6 Data Collection Rules for Your Future Perfect Machine Learning Dataset
Modern companies produce gigantic amounts of data. Later it becomes a part of their machine learning datasets. Those are further used to build models that aim to solve various problems business may face, and make it more profitable, customer-oriented and, of course, data-driven. Machine Learning depends heavily on data, that makes algorithm training possible. Regardless of the amount of information and data science expertise we have, machine learning may be useless or even harmful with poor data collection process in place.
The thing is, the perfect dataset probably doesn’t exist. However, there is a number of things businesses can secure in order to get the best results from their future data science and machine learning initiatives.
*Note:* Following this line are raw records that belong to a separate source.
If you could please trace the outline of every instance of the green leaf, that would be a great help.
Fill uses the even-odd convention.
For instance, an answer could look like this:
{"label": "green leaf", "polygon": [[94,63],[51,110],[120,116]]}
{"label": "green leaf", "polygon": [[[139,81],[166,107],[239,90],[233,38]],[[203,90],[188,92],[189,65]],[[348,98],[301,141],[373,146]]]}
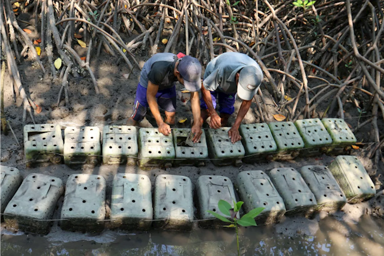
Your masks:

What business should do to establish the right data collection mechanism:
1. Ensure the data has no gaps
Of course, it is hard to know in advance, what kind of data will be helpful in future. However, it may turn out really hard to build a model if certain variables are missing. Ideally, every company should have a data strategy in place long before they start collecting any data. This may help avoid collecting unnecessary data. If you still don’t have a data strategy, it is highly recommended to collect complete data. It may turn out to be cheaper to pay for additional data storage rather than for the whole team to wait for necessary data to be collected. In case some data points were not gathered, it won’t be possible to restore them.
2. Keep your raw data raw
With today’s low storage costs companies can stop worrying about compressing their data and start worrying about making sure they can fully understand their data.
Keeping the data raw has a lot of advantages. Raw data keeps data analysis fast and secure. Companies go through so much trouble collecting data, that it is completely illogical to start throwing away parts of it. Pre-processing data without knowing exactly how it would be further used is more of the relic of the past when data storage costs were enormous.
Let’s imagine, you collect raw data and at some point you decide that it takes up too much space. You have an idea that only nouns will be useful for future analysis, so you filter all your data and keep just nouns saving space on your hard drive and maybe time spent on data pre-processing.
This approach is wrong in all the possible ways. You can never know what kind of data may be useful, this is not always obvious. There is no guarantee that everything was done right during pre-processing stage. It should always be possible to repeat data processing on the original data.
Anyway, there is no need in trying to predict, what form of data will be convenient for data analysts and machine learning engineers to use in future. It is better to spend one or two weeks on writing necessary transformations rather than to find out that something is irrevocably missing or all the data structures need to be transformed, since someone thought that the work would be done differently.
3. Foresee and document all the possible missing values and outliers in your data
During exploratory data analysis phase data scientists often spend a lot of time trying to understand why some data sets have missing values. For instance, some data margins can be optional, they also might be a result of developers’ mistakes, network malfunctions, and any other system failures. Of course, it is hard to foresee all the variants, but in case you know the reason of such happenings it is better to document it for future users. Understanding the nature of such missing values and outliers helps to work with the data faster and more effectively in future.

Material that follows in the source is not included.